By Duncan MiririNAIROBI, Sept 5: The impact of global warming is costing African nations up to 5% of their economic output, the United Nations climate chief said on Thursday, calling for more investments to help adapt to climate change.

The 54-nation continent, which has borne the brunt of climate change despite releasing far less polluting emissions than the industrialised world, receives just 1% of annual global climate finance.

"The climate crisis is an economic sinkhole, sucking the momentum out of economic growth," Simon Stiell, executive secretary of the U.N. Framework Convention on Climate Change (UNFCCC), told a meeting of African ministers of the environment in Abidjan, Ivory Coast.

African governments and their climate negotiators are considering various strategies at the pre-COP29, or Conference of the Parties, preparatory meeting in the West African country.

Although the continent has attracted new investors in climate mitigation and adaptation projects in recent years, it gets a very small portion of the $100 billion in financing available globally, African government officials say.

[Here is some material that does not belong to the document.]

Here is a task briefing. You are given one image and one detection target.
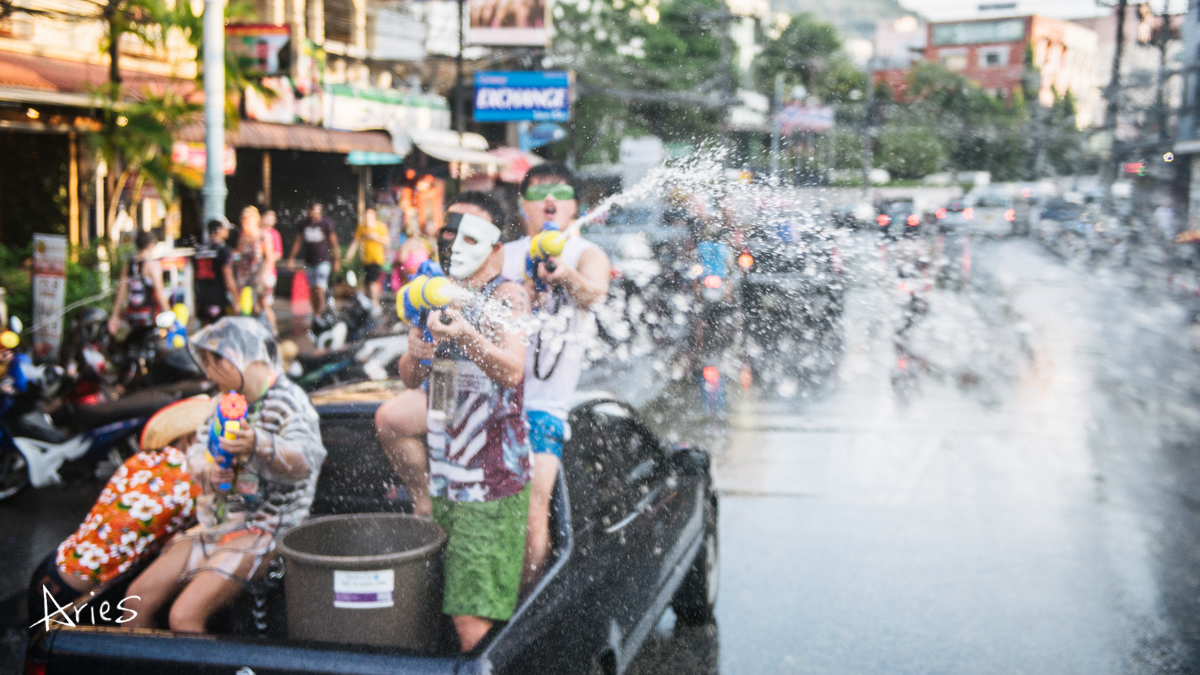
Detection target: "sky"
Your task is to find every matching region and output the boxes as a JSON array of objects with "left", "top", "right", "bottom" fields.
[{"left": 900, "top": 0, "right": 1187, "bottom": 22}]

That is a drop in the ocean of the $1.3 trillion required, the officials say, without providing a time frame for by when the amount would be needed.

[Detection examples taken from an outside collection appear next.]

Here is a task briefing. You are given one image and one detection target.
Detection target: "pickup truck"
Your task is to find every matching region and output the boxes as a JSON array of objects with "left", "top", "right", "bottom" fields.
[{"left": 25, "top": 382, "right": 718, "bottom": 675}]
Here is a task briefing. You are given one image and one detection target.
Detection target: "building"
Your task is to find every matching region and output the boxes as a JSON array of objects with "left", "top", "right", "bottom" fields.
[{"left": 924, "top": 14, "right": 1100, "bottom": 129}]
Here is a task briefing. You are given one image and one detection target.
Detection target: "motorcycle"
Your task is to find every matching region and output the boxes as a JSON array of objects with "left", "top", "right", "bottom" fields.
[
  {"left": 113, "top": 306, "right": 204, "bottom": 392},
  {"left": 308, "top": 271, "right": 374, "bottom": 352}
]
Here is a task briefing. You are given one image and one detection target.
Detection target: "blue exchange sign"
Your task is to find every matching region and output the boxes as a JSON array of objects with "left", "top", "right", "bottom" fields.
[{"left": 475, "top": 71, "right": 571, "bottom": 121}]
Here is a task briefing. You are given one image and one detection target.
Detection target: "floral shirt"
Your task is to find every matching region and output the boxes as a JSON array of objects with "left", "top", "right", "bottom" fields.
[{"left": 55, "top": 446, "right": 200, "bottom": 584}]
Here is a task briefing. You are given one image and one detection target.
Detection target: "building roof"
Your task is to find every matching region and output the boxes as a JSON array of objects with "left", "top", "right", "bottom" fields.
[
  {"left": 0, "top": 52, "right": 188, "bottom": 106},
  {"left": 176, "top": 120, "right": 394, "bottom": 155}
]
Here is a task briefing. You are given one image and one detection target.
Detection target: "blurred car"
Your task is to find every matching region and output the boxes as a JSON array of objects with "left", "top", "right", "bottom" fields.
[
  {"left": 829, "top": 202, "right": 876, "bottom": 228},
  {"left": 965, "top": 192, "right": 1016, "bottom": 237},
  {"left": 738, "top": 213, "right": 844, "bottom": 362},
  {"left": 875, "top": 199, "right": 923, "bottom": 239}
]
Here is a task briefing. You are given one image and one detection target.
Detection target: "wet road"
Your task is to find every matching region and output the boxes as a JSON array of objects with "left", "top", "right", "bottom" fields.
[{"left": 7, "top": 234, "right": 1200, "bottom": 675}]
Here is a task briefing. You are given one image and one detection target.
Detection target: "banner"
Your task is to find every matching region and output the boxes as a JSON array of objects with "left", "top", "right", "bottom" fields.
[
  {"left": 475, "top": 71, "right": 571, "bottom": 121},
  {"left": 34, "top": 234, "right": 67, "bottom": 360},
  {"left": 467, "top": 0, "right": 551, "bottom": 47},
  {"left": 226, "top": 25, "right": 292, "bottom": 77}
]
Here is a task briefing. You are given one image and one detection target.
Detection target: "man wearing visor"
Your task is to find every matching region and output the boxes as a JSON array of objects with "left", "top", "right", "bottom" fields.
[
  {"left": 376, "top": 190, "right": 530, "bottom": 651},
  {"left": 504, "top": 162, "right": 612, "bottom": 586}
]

"Africa's vast potential to drive forward climate solutions is being thwarted by an epidemic of underinvestment," Stiell said.

The required investments include $4 billion annually to eliminate the use of traditional fuel for cooking on the continent, such as wood, which contributes to greenhouse gas emissions, Stiell said.

"Of the more than $400 billion spent on clean energy last year, only $2.6 billion went to African nations," he said.

Climate change has been blamed for protracted drought and bouts of catastrophic flooding across Africa that have hit food production, driving up commodity prices and worsening hunger.

Stiell said there have been growing calls for Africa to secure more climate financing in the run-up to COP29 in Baku, where nations will be looking for consensus on new international climate finance goals.

"We must use innovative financing solutions for adaptation without exacerbating debt burdens," Hanan Morsy, chief economist at the United Nations Economic Commission for Africa (UNECA), told a climate finance conference last week.

Such innovations include debt refinancing and swaps as well as carbon markets, she said.